Performance matters, don't use string manipulation, use math wherever possible
June 28th 2023 | ~ 4 minute read
Preface
Ah, performance. Always a hotly debated topic among programmers. Does it even matter when computers are so fast these days? I'd argue that it does, and that you're doing everyone a disservice if you don't take ample care to ensure smooth sailing for everyone involved.
The problem
Here's an issue I recently came across while writing some python code. I had to do some work on an integer representing a bank account number that is structured in the following fashion:
AAA-BBBBBBBBBBBBB-CC
AAA -> Bank identifier (3 digits)
BBBBBBBBBBBBB -> Account number (13 digits)
CC -> checksum (2 digits)
Notice the checksum at the end? It's used to validate the integrity of the whole number. It's calculated using the following formula:
98 - bank_identifier-account_number * 100 % 97
You take the first 16 digits of the whole thing and then subtract the modulus of that x 100 with 97 from the number 98. This is your checksum.
It's then simple to verify that the resulting checksum is the same as is written at the end of the bank account number.
The solution
Let's take a moment to think about how we might implement this in python. The first thing that comes to mind to a good chunk of people is something like this:
def validate_account_no_str(account_no: int) -> bool:
account_no_str = str(account_no)
csum = int(account_no_str[-2:])
account_no_without_csum = int(account_no_str[0:16])
calculated_csum = 98 - account_no_without_csum * 100 % 97
return csum == calculated_csum
Cast the number to a string and then using string manipulation split it into parts we need and then cast those bits back into integers to do the calculation.
While this works, it's wasteful, you end up doing all sorts of unnecessary allocations and type conversions, all of which is slowing the code down significantly.
A better way to do this is to think about the problem in a different way.

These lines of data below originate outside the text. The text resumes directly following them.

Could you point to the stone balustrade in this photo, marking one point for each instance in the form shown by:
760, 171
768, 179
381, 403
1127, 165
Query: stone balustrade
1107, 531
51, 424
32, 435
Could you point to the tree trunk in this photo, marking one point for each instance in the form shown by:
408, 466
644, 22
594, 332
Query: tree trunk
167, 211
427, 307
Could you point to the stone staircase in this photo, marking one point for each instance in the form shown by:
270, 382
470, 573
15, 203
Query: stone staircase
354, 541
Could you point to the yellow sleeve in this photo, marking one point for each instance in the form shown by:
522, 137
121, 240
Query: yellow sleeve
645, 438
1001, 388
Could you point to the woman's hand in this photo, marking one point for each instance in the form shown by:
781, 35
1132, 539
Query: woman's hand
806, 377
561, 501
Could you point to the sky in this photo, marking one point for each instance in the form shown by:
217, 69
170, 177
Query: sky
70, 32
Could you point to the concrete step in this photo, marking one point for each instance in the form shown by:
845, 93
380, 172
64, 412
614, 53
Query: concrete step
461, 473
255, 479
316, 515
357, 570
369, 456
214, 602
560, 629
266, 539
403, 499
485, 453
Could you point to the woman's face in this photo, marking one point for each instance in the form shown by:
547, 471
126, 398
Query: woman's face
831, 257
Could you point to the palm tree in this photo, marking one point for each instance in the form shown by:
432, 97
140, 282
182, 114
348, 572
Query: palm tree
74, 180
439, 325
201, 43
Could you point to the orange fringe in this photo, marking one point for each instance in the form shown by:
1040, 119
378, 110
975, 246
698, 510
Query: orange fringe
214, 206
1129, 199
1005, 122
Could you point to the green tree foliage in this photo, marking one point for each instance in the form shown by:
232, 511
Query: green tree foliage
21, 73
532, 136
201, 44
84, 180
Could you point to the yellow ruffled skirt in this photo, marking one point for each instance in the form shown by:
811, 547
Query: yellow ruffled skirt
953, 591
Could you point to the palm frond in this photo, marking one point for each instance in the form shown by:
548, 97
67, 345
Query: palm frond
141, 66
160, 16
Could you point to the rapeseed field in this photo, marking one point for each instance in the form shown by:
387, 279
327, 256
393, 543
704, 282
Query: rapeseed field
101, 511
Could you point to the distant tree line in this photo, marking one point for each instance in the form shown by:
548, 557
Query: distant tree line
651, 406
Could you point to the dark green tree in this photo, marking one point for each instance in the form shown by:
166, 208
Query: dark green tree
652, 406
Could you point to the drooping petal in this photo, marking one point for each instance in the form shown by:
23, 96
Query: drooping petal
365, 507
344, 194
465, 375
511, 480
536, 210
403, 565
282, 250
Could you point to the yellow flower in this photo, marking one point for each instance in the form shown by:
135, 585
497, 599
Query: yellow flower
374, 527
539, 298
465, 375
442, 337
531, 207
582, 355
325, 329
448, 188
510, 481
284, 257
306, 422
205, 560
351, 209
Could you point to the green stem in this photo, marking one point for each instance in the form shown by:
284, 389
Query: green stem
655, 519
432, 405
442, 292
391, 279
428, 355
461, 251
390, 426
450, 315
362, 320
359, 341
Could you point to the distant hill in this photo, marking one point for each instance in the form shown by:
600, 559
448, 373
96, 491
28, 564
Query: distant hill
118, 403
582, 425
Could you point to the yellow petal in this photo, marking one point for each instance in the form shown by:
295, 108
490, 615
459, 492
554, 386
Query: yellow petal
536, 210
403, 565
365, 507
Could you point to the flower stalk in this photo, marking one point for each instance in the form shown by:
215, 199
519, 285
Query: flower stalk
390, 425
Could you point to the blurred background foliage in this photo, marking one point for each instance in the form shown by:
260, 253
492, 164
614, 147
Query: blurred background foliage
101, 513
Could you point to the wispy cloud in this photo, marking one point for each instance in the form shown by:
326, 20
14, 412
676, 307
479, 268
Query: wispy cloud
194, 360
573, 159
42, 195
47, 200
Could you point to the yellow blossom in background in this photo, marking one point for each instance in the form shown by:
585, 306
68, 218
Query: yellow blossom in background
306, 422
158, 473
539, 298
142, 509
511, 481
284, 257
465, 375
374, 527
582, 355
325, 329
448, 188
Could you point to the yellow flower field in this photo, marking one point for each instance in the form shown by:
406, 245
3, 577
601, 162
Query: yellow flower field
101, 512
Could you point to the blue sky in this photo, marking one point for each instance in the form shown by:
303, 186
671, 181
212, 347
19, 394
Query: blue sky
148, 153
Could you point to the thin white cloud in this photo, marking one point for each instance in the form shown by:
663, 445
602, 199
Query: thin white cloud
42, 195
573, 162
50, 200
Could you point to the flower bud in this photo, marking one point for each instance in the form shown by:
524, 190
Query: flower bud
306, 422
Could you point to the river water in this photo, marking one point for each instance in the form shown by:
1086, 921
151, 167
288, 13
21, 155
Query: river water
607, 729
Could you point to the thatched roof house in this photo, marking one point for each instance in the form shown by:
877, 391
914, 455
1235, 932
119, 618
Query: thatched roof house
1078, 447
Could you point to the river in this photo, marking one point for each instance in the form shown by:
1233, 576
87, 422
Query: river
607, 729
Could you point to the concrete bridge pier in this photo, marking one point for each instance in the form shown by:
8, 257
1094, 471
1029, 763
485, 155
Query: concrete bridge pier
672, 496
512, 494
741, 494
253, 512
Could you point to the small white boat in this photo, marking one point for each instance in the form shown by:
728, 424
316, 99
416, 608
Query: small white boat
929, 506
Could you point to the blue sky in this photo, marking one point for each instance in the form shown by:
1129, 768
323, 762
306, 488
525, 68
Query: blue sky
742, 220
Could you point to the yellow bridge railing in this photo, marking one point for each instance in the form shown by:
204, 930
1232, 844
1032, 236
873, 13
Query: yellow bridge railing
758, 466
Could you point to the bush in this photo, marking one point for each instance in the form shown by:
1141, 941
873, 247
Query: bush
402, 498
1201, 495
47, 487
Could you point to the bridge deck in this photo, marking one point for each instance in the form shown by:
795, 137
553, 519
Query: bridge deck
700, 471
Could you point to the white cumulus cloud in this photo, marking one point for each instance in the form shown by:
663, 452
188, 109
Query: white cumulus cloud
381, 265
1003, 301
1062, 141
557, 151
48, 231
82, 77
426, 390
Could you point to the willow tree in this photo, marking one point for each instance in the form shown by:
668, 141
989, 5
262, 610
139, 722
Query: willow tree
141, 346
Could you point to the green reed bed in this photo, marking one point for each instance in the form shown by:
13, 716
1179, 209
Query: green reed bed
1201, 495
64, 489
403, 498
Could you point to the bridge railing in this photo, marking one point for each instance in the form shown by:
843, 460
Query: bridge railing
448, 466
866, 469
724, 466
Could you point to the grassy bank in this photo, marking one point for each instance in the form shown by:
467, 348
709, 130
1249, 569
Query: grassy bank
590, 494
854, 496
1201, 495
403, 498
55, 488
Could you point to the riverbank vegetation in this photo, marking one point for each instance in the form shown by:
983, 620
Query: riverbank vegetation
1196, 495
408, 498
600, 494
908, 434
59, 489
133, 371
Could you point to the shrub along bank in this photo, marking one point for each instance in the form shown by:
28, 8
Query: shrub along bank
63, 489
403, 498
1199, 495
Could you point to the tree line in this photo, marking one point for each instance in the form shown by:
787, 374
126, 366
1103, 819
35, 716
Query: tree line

We're dealing with integers here. Is there a simple method to do all of this with some math without resorting to type conversion? Yes, there is.
def validate_account_no(account_no: int) -> bool:
csum = account_no % 100
account_no_without_csum = account_no // 100
calculated_csum = 98 - account_no_without_csum * 100 % 97
return csum == calculated_csum
To get the last two digits representing the checksum, just do a simple modulus operation with 100. Likewise, to get the first 16 digits, just do an integer division with 100. Then, just apply the same calculation as before.
The performance difference
Let's pit these two solutions against each other with a little test. We'll use the timeit
python module to run them each 10 million times, and then we'll compare how long each one took to complete. Here's the complete code:
#!/usr/bin/env python3
import timeit
def validate_account_no_str(account_no: int) -> bool:
account_no_str = str(account_no)
csum = int(account_no_str[-2:])
account_no_without_csum = int(account_no_str[0:16])
calculated_csum = 98 - account_no_without_csum * 100 % 97
return csum == calculated_csum
def validate_account_no(account_no: int) -> bool:
csum = account_no % 100
account_no_without_csum = account_no // 100
calculated_csum = 98 - account_no_without_csum * 100 % 97
return csum == calculated_csum
def main():
print(
timeit.timeit(
lambda: validate_account_no(200000000012345600),
number=10_000_000,
)
)
print(
timeit.timeit(
lambda: validate_account_no_str(200000000012345600),
number=10_000_000,
)
)
if __name__ == '__main__':
main()
And, now for the results:
1.7433777059995919
4.486554025999794
The integer version took a little over 1.7s to complete, while the string version took a staggering 4.5s! The integer version is almost 2.6 times faster with 10 million iterations.
Conclusion
The key takeaway is that sometimes, the "obvious" solution just isn't as optimal as what you can get if you put just a little more thought into the solution.
In a world where dwindling attention spans are a given, it's that much more imperative to write faster, more performant code instead of relying on hardware improvements that many are still unable to access. Our users deserve better!